Through reading, I’ve stumbled into a wealth of information about the many benefits of the various supplements available. I try them out long enough to reap the claimed results and then decide if it’s something worth continuing. Many of them are a one-and-done experiment that I won’t be restocking.
The thing I’ve found with supplements is that the results are small or negligible. They can be a tool to aid in a particular goal, but only when combined with proper nutrition and exercise.
LIVESTRONG.COM: What’s the biggest challenge you faced?
Mikal: The biggest challenge I faced and continue to face is social scripting along with social environments.
Scripting from friends and family can be a big hurdle to tackle. Friends that expect certain behaviors like drinking alcohol or eating at certain places will promote those behaviors because that’s what they’re used to and comfortable with.
Family members uncomfortable with the significant changes of a loved one may wish for a return to the former behavior — sometimes knowingly, but often subconsciously. As an example, when my mother-in-law came to visit my wife and I after a combined 100-pound loss, she quickly congratulated me on my weight-loss success and continued to tell me how good I looked. I quickly tried to turn the congratulations towards my wife’s success, but my mother-in-law quickly retorted that my wife had lost too much weight and looked ill. Likewise, if you ask my mother, she’d look at my wife as a positive example, but would tell you that I’m too extreme and should be happy with the results I have rather than continue to aim toward additional health and fitness.
In addition to scripting, the habitual environments that we are a part of are largely responsible for continued behaviors. For example, I tried to give up smoking for years, but it wasn’t until I stopped going to the bar and hanging around other smokers that I was able to finally kick the habit. Notice the previous example includes people, places and times. If we expect to make permanent changes in our life, often we have to look around us and evaluate what factors and circumstances are feeding the decisions and behaviors that are preventing us from being able to make the change.
LIVESTRONG.COM: What’s your biggest secret to success that you want to share with others?
Mikal: Whatever your goal is, read up on it! Books, articles, blogs and forums help to constantly remind you what you’re working toward. In addition, reading provides you with a wide variety of information you need for your journey.
LIVESTRONG.COM: What’s your life like now?
Mikal: My life is 160 degrees different. I still have about 20 degrees to go, but I’m so much better off than I was a 18 months ago. And I’m continuing to make progress.
The thing is, when you find a little success in one part of your life, you’re able to snowball it into other areas. By removing the stress and problems in one place, it leaves you with more energy to work on the other areas that you previously were too exhausted to think about.
Together, my wife and I in the last year have tackled our weight and health issues, our financial future, a lot of our time-management issues and some of our communication struggles. We have bettered our relationship, improved on our spiritual life, enhanced our family life and worked toward our career and education goals.
Our key goal is to not get comfortable and settle with the progress now, but to continue to build and invest in our future.

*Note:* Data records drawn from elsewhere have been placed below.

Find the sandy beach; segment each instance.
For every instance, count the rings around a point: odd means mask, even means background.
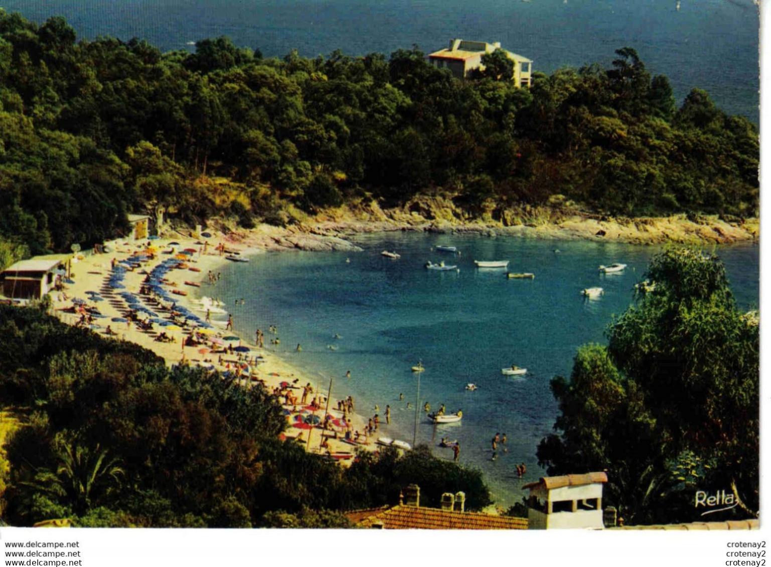
[[[221,243],[224,245],[226,251],[232,250],[241,258],[247,258],[268,250],[295,247],[291,243],[281,240],[286,238],[285,234],[271,232],[268,227],[263,233],[251,233],[248,238],[238,234],[226,237],[220,233],[212,233],[209,238],[199,238],[196,235],[174,232],[152,241],[119,240],[105,243],[109,252],[79,255],[77,261],[72,263],[71,283],[66,284],[63,294],[52,294],[54,301],[51,312],[62,321],[75,325],[83,318],[86,307],[96,307],[101,317],[93,318],[90,325],[94,332],[103,337],[136,343],[163,357],[169,366],[202,365],[223,373],[237,373],[239,384],[243,388],[251,388],[261,382],[268,391],[278,398],[287,414],[288,428],[282,439],[287,442],[302,443],[307,451],[329,454],[342,465],[348,465],[352,461],[357,448],[377,449],[379,445],[375,441],[378,437],[388,435],[385,418],[379,431],[367,437],[365,434],[365,418],[355,411],[344,414],[338,409],[338,401],[334,398],[329,399],[328,405],[328,384],[321,384],[318,377],[304,374],[271,351],[269,347],[271,334],[268,328],[262,330],[265,346],[261,348],[255,344],[256,334],[250,337],[241,337],[237,341],[226,340],[225,337],[237,337],[237,334],[227,328],[228,315],[223,306],[212,304],[210,300],[207,302],[208,298],[205,297],[195,299],[197,288],[208,285],[210,271],[216,277],[221,266],[227,261],[225,258],[227,254],[217,250]],[[315,238],[326,241],[323,246],[355,248],[345,241],[337,242],[338,239]],[[170,245],[170,243],[177,243]],[[180,253],[186,249],[185,255],[180,255]],[[168,253],[172,250],[174,253]],[[141,294],[143,290],[150,291],[143,288],[153,268],[164,262],[170,263],[171,259],[175,258],[178,260],[179,267],[166,273],[163,286],[171,294],[166,297],[172,300],[160,299],[158,301],[159,295],[155,293]],[[134,267],[130,267],[129,259]],[[208,328],[205,322],[207,307],[210,310],[210,327]],[[136,321],[126,320],[132,309],[135,310],[140,321],[154,320],[156,323],[152,329],[140,328]],[[200,318],[200,322],[188,320],[183,314],[174,317],[173,313],[179,314],[177,309],[194,314]],[[121,319],[113,320],[118,317]],[[174,320],[171,320],[172,318]],[[86,320],[80,324],[85,322]],[[191,332],[198,344],[186,345]],[[158,340],[161,333],[171,341]],[[312,391],[309,392],[305,403],[301,404],[303,388],[308,384]],[[312,404],[314,400],[318,407]],[[331,424],[325,429],[322,426],[328,407]],[[315,424],[317,422],[320,423]],[[345,441],[346,430],[351,432],[352,437],[358,431],[360,442]],[[322,448],[324,438],[327,446]]]

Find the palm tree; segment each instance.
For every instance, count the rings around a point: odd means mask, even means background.
[[[92,448],[76,439],[57,435],[54,455],[58,464],[56,472],[42,469],[32,484],[70,506],[76,515],[85,514],[114,492],[124,473],[118,459],[110,458],[98,443]]]

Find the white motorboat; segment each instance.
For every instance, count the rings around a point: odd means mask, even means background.
[[[396,447],[396,448],[404,449],[405,451],[409,451],[412,448],[412,446],[407,441],[402,441],[401,439],[392,439],[390,437],[379,437],[375,442],[379,445],[382,445],[383,447]]]
[[[614,272],[620,272],[625,267],[625,263],[618,263],[616,262],[615,263],[611,263],[610,266],[601,266],[600,271],[604,273],[613,273]]]
[[[433,262],[429,261],[426,263],[426,267],[428,270],[437,270],[440,272],[449,272],[453,270],[457,270],[457,266],[445,266],[444,262],[439,262],[439,263],[434,263]]]
[[[475,260],[474,263],[476,264],[476,267],[478,268],[505,268],[509,265],[509,260],[493,260],[484,261],[481,260]]]
[[[508,368],[501,368],[500,373],[507,376],[519,376],[527,372],[527,368],[520,368],[518,366],[512,365]]]
[[[581,290],[581,295],[591,299],[599,297],[605,291],[601,287],[587,287],[585,290]]]
[[[463,415],[458,415],[457,414],[444,414],[443,415],[432,414],[429,417],[433,420],[434,423],[457,423],[463,418]]]

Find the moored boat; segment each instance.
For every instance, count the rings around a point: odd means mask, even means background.
[[[625,263],[615,262],[614,263],[611,263],[610,266],[601,266],[600,271],[604,273],[613,273],[614,272],[620,272],[625,267]]]
[[[512,364],[508,368],[501,368],[500,373],[507,376],[519,376],[520,374],[526,374],[527,372],[527,368],[520,368],[518,366]]]
[[[509,265],[507,260],[475,260],[474,263],[478,268],[505,268]]]
[[[429,261],[426,263],[426,267],[428,270],[437,270],[440,272],[449,272],[453,270],[457,270],[457,266],[445,266],[444,262],[439,262],[439,263],[434,263],[433,262]]]
[[[586,297],[599,297],[605,291],[601,287],[587,287],[585,290],[581,290],[581,293]]]
[[[457,423],[461,419],[463,418],[463,415],[458,415],[457,414],[443,414],[442,415],[436,415],[436,414],[431,414],[429,417],[433,421],[434,423]]]

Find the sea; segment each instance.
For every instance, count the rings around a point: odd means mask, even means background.
[[[325,394],[331,385],[338,399],[353,396],[365,418],[379,414],[379,436],[427,444],[448,460],[453,451],[439,441],[456,440],[460,463],[483,471],[497,504],[520,502],[521,485],[546,474],[536,450],[553,432],[558,413],[550,381],[570,376],[579,346],[607,344],[608,325],[632,304],[634,284],[661,248],[416,233],[354,241],[363,252],[266,253],[248,263],[228,263],[219,284],[204,284],[200,294],[223,302],[243,337],[254,341],[261,328],[266,348],[318,391]],[[456,246],[461,253],[437,252],[437,245]],[[382,257],[385,250],[401,258]],[[708,251],[725,263],[739,307],[757,308],[759,247]],[[535,277],[508,279],[506,270],[479,269],[474,260],[507,260],[510,271]],[[426,270],[429,260],[458,270]],[[628,267],[599,273],[601,264],[614,262]],[[601,287],[604,294],[582,297],[581,290],[591,287]],[[277,334],[268,332],[271,325]],[[278,345],[271,344],[275,338]],[[412,372],[419,361],[425,371]],[[527,374],[504,376],[502,369],[513,364]],[[469,384],[477,389],[466,390]],[[463,418],[434,426],[423,409],[426,402],[432,411],[441,404],[448,412],[462,409]],[[493,455],[496,433],[505,433],[507,443]],[[527,472],[520,478],[516,465],[523,462]]]
[[[42,23],[63,15],[82,39],[146,39],[163,51],[194,51],[221,35],[265,56],[348,55],[417,45],[426,53],[453,38],[500,42],[534,70],[599,63],[637,50],[667,75],[681,104],[708,91],[729,114],[759,123],[758,6],[752,0],[3,0]]]

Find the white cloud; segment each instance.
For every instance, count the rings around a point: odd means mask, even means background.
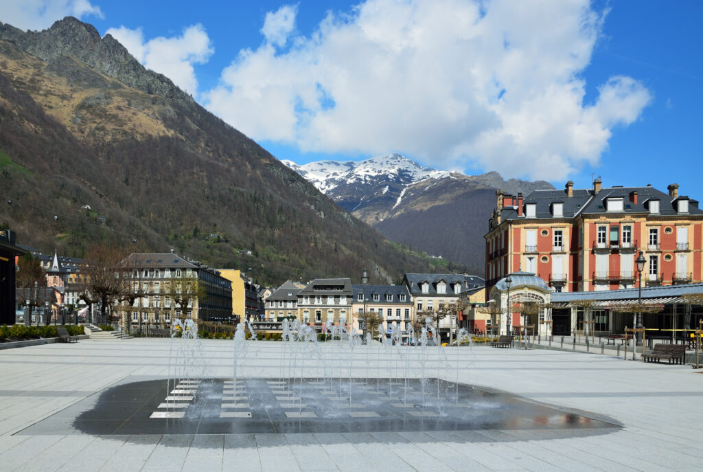
[[[20,30],[46,30],[65,16],[103,18],[88,0],[0,0],[1,21]]]
[[[267,12],[261,32],[271,44],[281,46],[285,44],[288,35],[295,27],[297,5],[284,5],[276,13]]]
[[[207,32],[200,24],[188,27],[181,36],[160,37],[147,42],[141,28],[120,26],[110,28],[106,34],[119,41],[144,67],[163,74],[193,95],[198,92],[193,64],[207,62],[214,52]]]
[[[616,77],[584,103],[605,19],[588,0],[368,0],[310,37],[290,37],[295,13],[267,14],[261,46],[204,95],[256,139],[560,179],[596,165],[651,100]]]

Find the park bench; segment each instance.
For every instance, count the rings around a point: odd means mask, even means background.
[[[58,335],[59,343],[76,343],[78,341],[77,336],[72,336],[63,326],[56,326],[56,334]]]
[[[607,344],[612,344],[615,345],[615,341],[620,341],[620,345],[623,345],[625,343],[627,343],[628,345],[630,344],[630,340],[632,339],[632,336],[629,334],[611,334],[607,338]]]
[[[654,348],[649,354],[643,354],[642,360],[645,362],[659,362],[666,359],[671,364],[682,364],[686,353],[686,347],[680,344],[655,344]]]
[[[502,335],[498,337],[497,341],[491,343],[491,347],[510,347],[512,345],[512,336]]]

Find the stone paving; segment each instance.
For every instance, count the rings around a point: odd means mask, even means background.
[[[440,376],[621,427],[601,434],[576,430],[567,437],[530,428],[131,435],[42,429],[130,379],[165,378],[170,343],[84,340],[0,351],[0,470],[699,471],[703,464],[697,417],[703,371],[607,354],[484,346],[447,348]],[[206,340],[202,347],[207,374],[231,378],[232,341]],[[283,349],[281,343],[259,342],[240,362],[238,376],[284,376],[280,359],[290,369],[292,356]],[[363,349],[344,357],[343,350],[334,352],[338,364],[324,369],[337,376],[351,371],[354,378],[375,378],[382,355],[377,350],[370,359]],[[419,357],[407,366],[419,371]],[[312,362],[301,374],[322,377]]]

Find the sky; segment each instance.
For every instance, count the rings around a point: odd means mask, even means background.
[[[68,15],[279,159],[703,198],[699,0],[0,0],[25,30]]]

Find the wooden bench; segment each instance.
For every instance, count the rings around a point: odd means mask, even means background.
[[[630,340],[632,339],[632,336],[629,334],[611,334],[607,338],[607,344],[612,344],[614,346],[615,341],[619,340],[620,345],[623,345],[625,343],[627,343],[628,345],[630,345]]]
[[[63,326],[56,326],[56,334],[58,335],[58,342],[59,343],[77,343],[78,338],[77,336],[72,336],[66,331],[66,329]]]
[[[662,359],[666,359],[669,364],[673,361],[674,364],[683,364],[683,358],[686,354],[686,347],[680,344],[662,344],[654,345],[654,348],[649,354],[643,354],[642,360],[645,362],[659,362]]]
[[[497,341],[491,341],[491,347],[510,347],[512,346],[512,336],[502,335],[498,337]]]

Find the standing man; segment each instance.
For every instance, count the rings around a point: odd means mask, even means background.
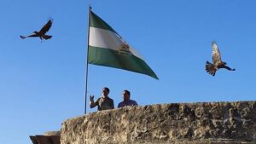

I continue my routine of forwarding LIVESTRONG.COM articles to work for lunchtime reading, listening to audiobooks while driving and intentionally working toward stronger habits.
In fact, through the success we have had this past year, my wife has found confidence to further her role in our church, and I have found courage to embark on going back to school to finish the degree that I passed up on 13 years ago. I’ve also been working on a blog project throughout the past year, sharing a lot of my experiences and information that I’ve gathered that’s helped me along the way. And with my wife’s support, I’m finally pushing to publish ProjectWholeLife.com.
It’s hard to imagine what life could look like in another five years from now, but a year ago, I wouldn’t have even been able to dream my life would be like this now.